I ended up degrading this film severely and, unbelievably, I think it's Glenn Ford's fault! He and his wife, Anne Vernon, and the film's director (Ted Tetzlaff) who let their performances set such an unrealistic tone in the middle of so many other realistic moments.

TERROR has so many elements that I traditionally enjoy: it's a police procedural film, where we follow along the footsteps of several law enforcement types when a policeman has a fight with a late-night railway vagrant, who escapes. But after picking up some of the vagrant's debris, the policeman realizes the pieces could be bomb-making material. Was that a vagrant, or a saboteur?

When the small constabulary discovers the train is loaded with mines, this sets off the quick action of the rest of the authorities.

Glenn Ford and his French wife are intro'd to us as she's in a screaming tantrum against him and 'this life of boredom'. She's making too childish of arguments to gain sympathy but thru this tirade, Glenn Ford is smirking at her, insisting she "calm down" while he leaves her for a cup of coffee. And for the rest of the film, his oblivious behavior towards her or towards the concept of "wife" or "life partner" or even "friend" is SO bizarre. We see more realism when Weathermen stand in front of Green Screens, pointing out cloud patterns and swirling winds.
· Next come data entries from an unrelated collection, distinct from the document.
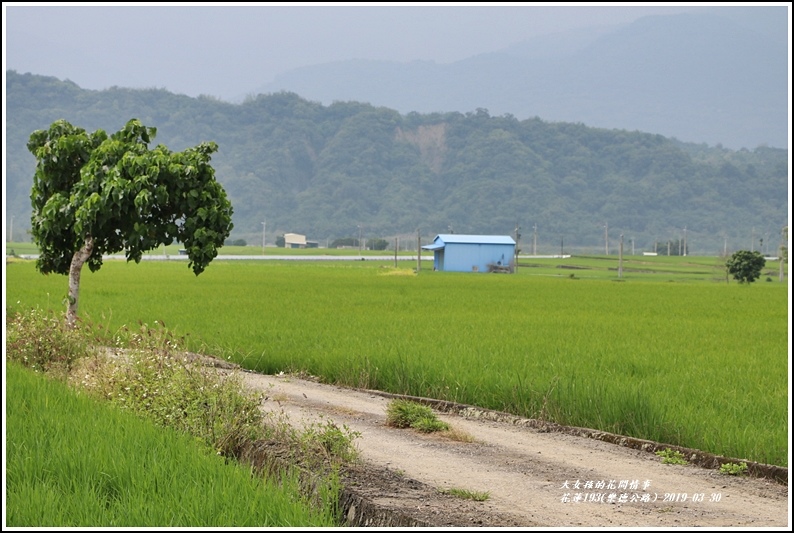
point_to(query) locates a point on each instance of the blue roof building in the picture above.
(472, 253)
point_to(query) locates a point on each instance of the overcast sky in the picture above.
(230, 49)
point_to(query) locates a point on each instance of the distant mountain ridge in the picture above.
(698, 77)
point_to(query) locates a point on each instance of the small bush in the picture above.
(405, 413)
(44, 342)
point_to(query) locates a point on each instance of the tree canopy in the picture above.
(94, 195)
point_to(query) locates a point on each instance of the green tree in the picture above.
(745, 266)
(94, 195)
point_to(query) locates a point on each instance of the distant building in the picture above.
(472, 253)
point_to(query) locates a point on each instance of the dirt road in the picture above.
(534, 477)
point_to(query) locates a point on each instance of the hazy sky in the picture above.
(227, 50)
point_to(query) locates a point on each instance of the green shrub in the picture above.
(672, 457)
(43, 342)
(475, 495)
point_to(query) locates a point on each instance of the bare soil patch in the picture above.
(536, 475)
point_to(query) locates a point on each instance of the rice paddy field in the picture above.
(667, 351)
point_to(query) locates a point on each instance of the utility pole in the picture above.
(535, 241)
(783, 249)
(606, 238)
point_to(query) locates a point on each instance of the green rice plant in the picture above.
(465, 494)
(733, 469)
(672, 457)
(405, 413)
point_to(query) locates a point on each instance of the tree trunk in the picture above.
(78, 260)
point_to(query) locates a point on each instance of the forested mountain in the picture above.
(715, 76)
(323, 171)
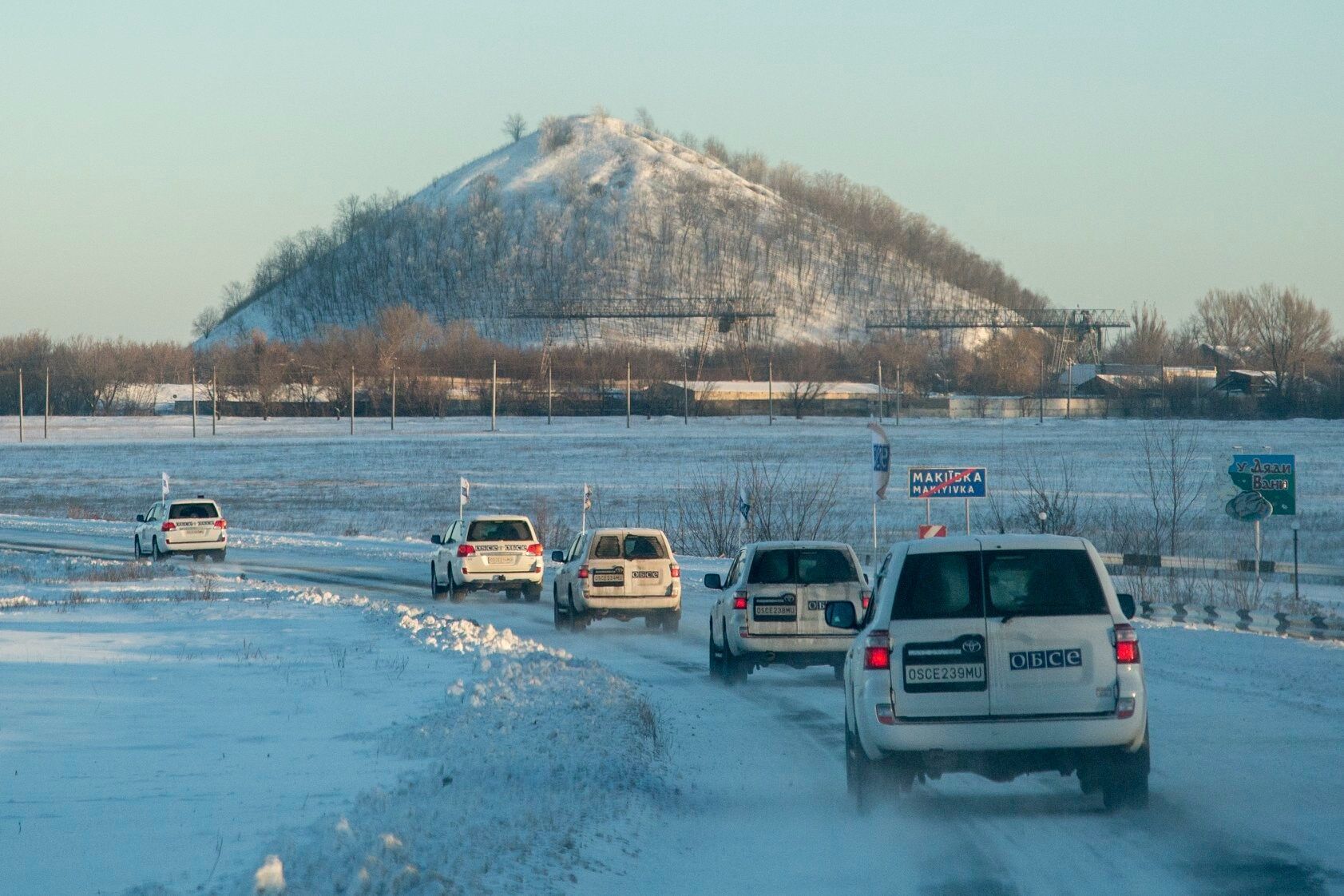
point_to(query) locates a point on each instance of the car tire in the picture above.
(578, 620)
(1124, 783)
(561, 620)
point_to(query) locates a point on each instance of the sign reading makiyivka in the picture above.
(948, 482)
(1267, 484)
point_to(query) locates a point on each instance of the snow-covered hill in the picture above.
(588, 212)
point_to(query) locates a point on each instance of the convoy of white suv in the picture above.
(997, 656)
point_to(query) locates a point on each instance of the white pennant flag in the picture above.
(881, 461)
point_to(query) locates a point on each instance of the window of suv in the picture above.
(644, 547)
(1042, 583)
(499, 531)
(940, 586)
(195, 511)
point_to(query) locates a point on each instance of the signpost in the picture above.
(938, 482)
(1267, 486)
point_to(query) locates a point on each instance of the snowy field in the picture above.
(165, 730)
(311, 476)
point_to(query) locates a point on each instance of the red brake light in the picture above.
(1127, 644)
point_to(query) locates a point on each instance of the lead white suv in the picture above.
(773, 608)
(186, 525)
(487, 553)
(621, 574)
(997, 656)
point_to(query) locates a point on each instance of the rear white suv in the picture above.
(773, 609)
(186, 525)
(621, 574)
(488, 553)
(999, 656)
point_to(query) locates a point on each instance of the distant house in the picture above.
(1133, 380)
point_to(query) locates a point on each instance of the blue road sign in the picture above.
(948, 482)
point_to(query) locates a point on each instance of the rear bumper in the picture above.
(628, 605)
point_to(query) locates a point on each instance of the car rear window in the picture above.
(499, 531)
(195, 511)
(801, 566)
(644, 547)
(1042, 583)
(940, 586)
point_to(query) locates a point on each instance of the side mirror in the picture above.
(1127, 605)
(840, 616)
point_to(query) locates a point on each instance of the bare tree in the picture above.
(515, 125)
(1288, 331)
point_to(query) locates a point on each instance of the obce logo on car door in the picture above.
(1058, 659)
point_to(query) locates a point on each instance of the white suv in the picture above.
(187, 525)
(617, 573)
(487, 553)
(775, 606)
(997, 656)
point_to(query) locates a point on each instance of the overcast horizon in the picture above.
(151, 153)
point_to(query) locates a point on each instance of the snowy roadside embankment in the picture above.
(535, 769)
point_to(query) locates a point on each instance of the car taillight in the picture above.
(1127, 644)
(877, 653)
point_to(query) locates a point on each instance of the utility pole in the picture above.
(1041, 399)
(882, 410)
(898, 395)
(686, 393)
(771, 391)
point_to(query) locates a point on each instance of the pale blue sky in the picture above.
(1105, 153)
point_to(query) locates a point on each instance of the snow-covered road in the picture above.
(1247, 787)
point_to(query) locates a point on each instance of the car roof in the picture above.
(996, 541)
(799, 543)
(628, 529)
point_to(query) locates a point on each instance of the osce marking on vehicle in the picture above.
(948, 482)
(1061, 659)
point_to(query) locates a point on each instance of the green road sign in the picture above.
(1271, 476)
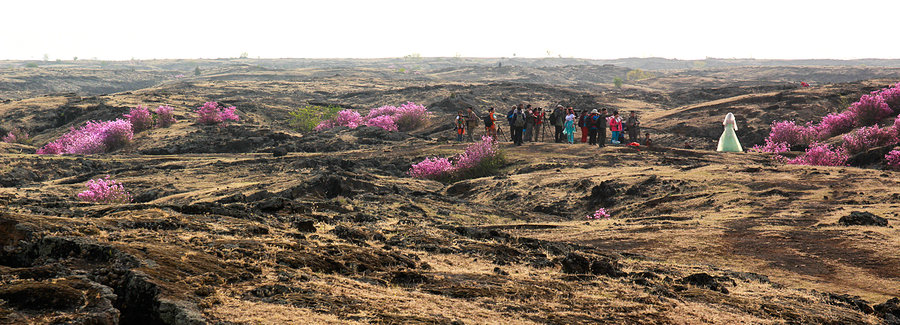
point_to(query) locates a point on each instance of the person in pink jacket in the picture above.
(615, 126)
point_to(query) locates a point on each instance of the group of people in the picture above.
(526, 123)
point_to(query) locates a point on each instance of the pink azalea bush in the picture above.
(479, 160)
(140, 119)
(164, 116)
(893, 159)
(213, 113)
(407, 117)
(16, 136)
(869, 109)
(868, 137)
(600, 214)
(819, 154)
(384, 121)
(837, 123)
(105, 190)
(92, 138)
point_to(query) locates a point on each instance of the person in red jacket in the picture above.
(615, 125)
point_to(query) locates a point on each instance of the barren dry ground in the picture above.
(223, 231)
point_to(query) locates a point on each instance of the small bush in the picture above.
(16, 136)
(105, 190)
(893, 159)
(213, 113)
(164, 116)
(479, 160)
(819, 154)
(307, 118)
(92, 138)
(869, 137)
(140, 119)
(870, 109)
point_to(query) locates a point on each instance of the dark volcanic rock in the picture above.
(857, 218)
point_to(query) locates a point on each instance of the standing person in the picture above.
(583, 125)
(634, 127)
(460, 126)
(538, 123)
(558, 119)
(728, 142)
(593, 122)
(570, 126)
(615, 126)
(471, 123)
(529, 122)
(490, 124)
(604, 124)
(517, 123)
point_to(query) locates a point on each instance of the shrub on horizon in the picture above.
(140, 119)
(16, 136)
(165, 116)
(105, 190)
(820, 154)
(868, 137)
(92, 138)
(213, 113)
(870, 109)
(893, 159)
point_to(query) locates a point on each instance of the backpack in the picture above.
(518, 120)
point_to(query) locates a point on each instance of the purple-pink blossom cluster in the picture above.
(600, 214)
(438, 168)
(893, 159)
(16, 136)
(92, 138)
(140, 119)
(409, 116)
(105, 190)
(164, 116)
(820, 154)
(868, 137)
(213, 113)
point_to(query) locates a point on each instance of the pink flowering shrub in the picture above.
(819, 154)
(600, 214)
(869, 109)
(105, 190)
(771, 147)
(837, 123)
(893, 159)
(432, 168)
(384, 121)
(479, 160)
(140, 119)
(407, 117)
(213, 113)
(16, 136)
(92, 138)
(164, 116)
(869, 137)
(891, 97)
(793, 134)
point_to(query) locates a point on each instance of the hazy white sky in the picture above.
(588, 29)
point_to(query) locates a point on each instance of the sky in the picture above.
(122, 30)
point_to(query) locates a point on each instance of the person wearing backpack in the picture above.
(517, 124)
(490, 124)
(615, 125)
(460, 126)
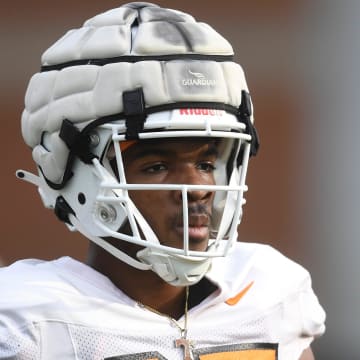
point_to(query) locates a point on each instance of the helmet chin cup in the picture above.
(177, 270)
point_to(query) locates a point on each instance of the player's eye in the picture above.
(206, 166)
(154, 168)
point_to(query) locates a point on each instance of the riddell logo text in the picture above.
(211, 112)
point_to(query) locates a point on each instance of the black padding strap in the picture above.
(245, 112)
(63, 210)
(77, 141)
(134, 111)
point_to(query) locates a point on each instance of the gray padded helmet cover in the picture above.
(166, 52)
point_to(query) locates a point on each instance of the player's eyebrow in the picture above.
(153, 150)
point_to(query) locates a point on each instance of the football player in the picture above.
(141, 127)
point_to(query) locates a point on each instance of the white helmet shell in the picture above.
(132, 72)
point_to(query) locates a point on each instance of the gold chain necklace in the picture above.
(183, 342)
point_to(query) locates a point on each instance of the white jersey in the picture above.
(264, 309)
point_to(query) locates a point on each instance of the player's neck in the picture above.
(144, 287)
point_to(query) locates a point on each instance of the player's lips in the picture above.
(198, 226)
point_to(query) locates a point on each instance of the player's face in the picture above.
(186, 161)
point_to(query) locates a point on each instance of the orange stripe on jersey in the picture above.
(254, 354)
(234, 300)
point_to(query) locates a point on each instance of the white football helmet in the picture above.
(132, 73)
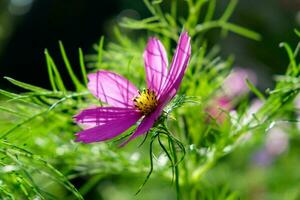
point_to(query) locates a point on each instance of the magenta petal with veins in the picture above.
(126, 104)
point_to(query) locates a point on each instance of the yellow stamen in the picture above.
(146, 101)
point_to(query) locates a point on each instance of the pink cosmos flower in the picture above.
(127, 105)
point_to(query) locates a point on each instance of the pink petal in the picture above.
(102, 115)
(112, 88)
(145, 125)
(108, 130)
(177, 69)
(156, 63)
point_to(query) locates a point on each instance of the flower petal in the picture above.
(156, 63)
(112, 88)
(102, 115)
(177, 69)
(108, 130)
(145, 125)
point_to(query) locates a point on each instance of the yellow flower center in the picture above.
(146, 101)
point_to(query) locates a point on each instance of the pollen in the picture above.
(146, 101)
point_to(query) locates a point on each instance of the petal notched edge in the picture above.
(112, 88)
(178, 67)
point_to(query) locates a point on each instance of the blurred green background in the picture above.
(27, 27)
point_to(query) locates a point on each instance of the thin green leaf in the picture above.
(255, 90)
(75, 80)
(25, 85)
(56, 76)
(82, 66)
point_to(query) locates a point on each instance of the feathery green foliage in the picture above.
(40, 160)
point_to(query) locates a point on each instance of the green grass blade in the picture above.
(100, 50)
(229, 10)
(291, 56)
(82, 66)
(255, 90)
(58, 80)
(75, 80)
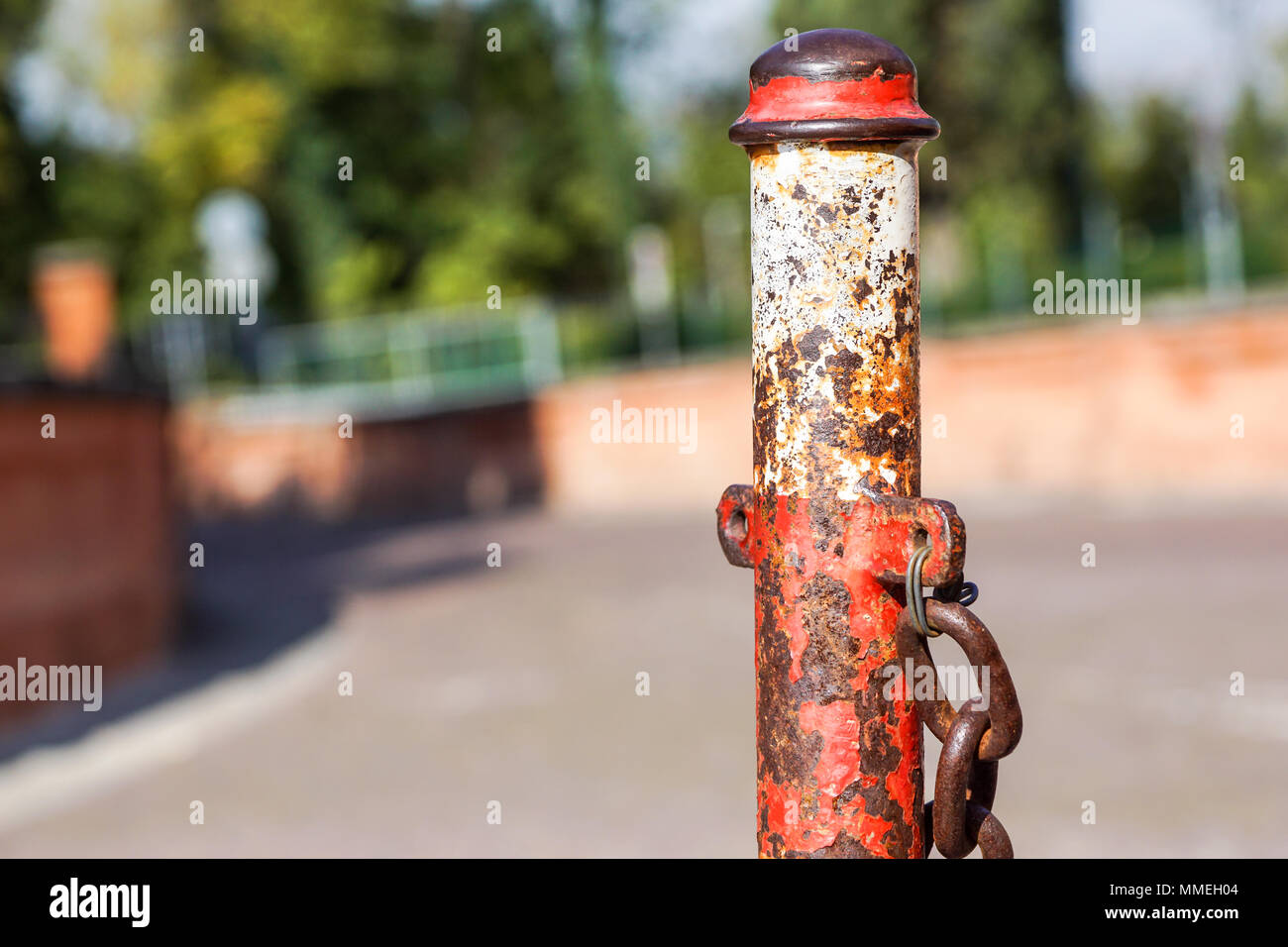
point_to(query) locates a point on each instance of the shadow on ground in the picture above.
(266, 585)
There are many, many good scenes but, following each one, the Director gives us some Idiot Character (Glenn smirking at his wife, his wife being childish, or an Idiot Savant who slips off evacuation cars, thru police cordons, always to pop up on this explosives-filled train to wreak havoc). "Let's just shoot him and move on with the suspense, eh?"

These weak moments are so incongruous to the film's good scenes, and it makes them more stark and upsetting to the tone.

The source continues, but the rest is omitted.